Ensuring accessibility with developer tools
Testing your webpage in various clients and views is as important as testing it in various browsers. This testing might not be practical in all scenarios, and it can miss situations where users use a browser but might have another disability. Fortunately, there are tools that you can use as a developer to gauge the accessibility of your page.
Contrast checkers
Someone who is color-blind might not be able to differentiate between colors, or might have difficulty working with colors that are similar to one another. The World Wide Web Consortium (W3C), the standards organization for the web, established a rating system for color contrast.
Choosing the right colors to ensure that your page is accessible to all can be tricky to do by hand. You can use the following tools to both generate appropriate colors and test your site to ensure compliance:
- Palette generation tools:
- Adobe Color, an interactive tool for testing color combinations
- Color Safe, a tool for generating text colors based on a selected background color
- Compliance checkers:
- Browser extensions to test a page:
- Applications:
Lighthouse
Lighthouse is a tool that Google created for analyzing websites. It has become so popular that it's included in many browsers' developer tools. Lighthouse can examine a page's search engine optimization (SEO), load performance, and other best practices. Lighthouse can also analyze a page and provide a score for its current accessibility.
Note
As with any automated tool, you can't rely on the score that Lighthouse provides as the sole indication of a page's accessibility. But it does provide a good starting point for identifying and remedying problems.
Exercise: Generate a page's Lighthouse accessibility score
Test out Lighthouse in your browser. The following screenshots use Edge, but you can follow the same steps in Chrome and many other browsers.
Open your browser and go to the main Microsoft webpage.

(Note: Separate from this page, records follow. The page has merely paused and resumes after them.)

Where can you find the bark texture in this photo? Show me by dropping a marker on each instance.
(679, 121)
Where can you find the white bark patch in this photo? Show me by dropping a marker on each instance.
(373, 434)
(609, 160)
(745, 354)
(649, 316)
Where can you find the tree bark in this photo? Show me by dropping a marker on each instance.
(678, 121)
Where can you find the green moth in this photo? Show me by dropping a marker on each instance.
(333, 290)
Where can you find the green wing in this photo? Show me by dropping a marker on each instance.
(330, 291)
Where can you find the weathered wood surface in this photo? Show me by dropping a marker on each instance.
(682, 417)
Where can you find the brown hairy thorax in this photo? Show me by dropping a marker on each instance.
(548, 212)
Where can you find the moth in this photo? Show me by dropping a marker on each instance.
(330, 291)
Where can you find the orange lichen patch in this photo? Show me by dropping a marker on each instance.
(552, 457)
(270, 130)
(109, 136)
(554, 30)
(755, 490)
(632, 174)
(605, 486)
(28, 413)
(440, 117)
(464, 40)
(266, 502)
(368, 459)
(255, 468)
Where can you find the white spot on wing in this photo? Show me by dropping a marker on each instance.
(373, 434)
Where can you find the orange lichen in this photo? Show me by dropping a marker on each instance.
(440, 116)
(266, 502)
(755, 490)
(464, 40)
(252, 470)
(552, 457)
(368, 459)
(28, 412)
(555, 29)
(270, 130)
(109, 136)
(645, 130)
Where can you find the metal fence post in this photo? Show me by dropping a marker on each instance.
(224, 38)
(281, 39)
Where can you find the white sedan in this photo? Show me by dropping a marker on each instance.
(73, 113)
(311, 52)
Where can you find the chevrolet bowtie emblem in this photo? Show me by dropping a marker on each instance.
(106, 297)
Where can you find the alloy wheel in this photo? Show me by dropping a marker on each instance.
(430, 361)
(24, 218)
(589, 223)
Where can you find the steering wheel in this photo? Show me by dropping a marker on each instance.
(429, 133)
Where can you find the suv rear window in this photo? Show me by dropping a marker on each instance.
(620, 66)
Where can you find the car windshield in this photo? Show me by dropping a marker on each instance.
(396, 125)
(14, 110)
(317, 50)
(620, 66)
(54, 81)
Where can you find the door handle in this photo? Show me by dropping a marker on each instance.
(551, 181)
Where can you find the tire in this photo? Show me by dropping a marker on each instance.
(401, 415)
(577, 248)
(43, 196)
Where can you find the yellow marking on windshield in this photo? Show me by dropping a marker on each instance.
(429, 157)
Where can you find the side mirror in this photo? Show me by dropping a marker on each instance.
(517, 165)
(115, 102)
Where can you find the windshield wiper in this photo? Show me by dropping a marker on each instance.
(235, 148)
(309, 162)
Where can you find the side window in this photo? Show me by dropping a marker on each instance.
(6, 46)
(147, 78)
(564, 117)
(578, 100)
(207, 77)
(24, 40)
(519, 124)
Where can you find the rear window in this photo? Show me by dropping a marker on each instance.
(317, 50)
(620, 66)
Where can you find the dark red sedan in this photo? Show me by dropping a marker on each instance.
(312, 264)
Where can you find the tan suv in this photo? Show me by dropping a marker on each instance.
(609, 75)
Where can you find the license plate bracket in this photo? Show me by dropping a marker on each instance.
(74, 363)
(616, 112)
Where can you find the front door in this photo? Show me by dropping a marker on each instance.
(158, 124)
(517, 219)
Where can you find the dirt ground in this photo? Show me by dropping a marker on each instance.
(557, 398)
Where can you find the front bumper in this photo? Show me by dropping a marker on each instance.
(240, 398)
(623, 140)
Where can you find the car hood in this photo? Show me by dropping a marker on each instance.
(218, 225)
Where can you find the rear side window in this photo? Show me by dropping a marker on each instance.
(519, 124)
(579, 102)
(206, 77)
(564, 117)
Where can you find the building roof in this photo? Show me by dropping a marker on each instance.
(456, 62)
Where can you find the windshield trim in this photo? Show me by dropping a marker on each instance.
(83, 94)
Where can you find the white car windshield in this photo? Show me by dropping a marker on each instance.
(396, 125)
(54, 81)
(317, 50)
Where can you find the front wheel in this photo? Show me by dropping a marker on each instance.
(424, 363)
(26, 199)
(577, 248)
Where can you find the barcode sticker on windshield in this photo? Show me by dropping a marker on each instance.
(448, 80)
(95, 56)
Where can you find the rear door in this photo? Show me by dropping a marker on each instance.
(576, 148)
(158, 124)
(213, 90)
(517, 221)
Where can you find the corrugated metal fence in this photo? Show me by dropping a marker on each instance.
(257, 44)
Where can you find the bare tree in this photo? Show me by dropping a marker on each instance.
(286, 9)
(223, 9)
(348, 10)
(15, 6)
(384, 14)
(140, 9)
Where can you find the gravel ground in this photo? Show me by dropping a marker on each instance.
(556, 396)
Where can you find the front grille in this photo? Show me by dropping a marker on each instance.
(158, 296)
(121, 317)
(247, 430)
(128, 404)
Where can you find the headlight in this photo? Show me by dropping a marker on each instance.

Select the F12 key to open the developer tools.
On the top, select the chevron (>>) icon to open the list of hidden tabs.
Select Lighthouse from the list.
Under Categories, clear all items except Accessibility.
Under Device, select Desktop.
Select Generate report.
Notice the score and associated information about the page.
You can test other pages by selecting Clear all in Lighthouse, going to a different page, and then selecting Generate report.
You've now seen how to use Lighthouse, along with the accessibility information that the tool can provide.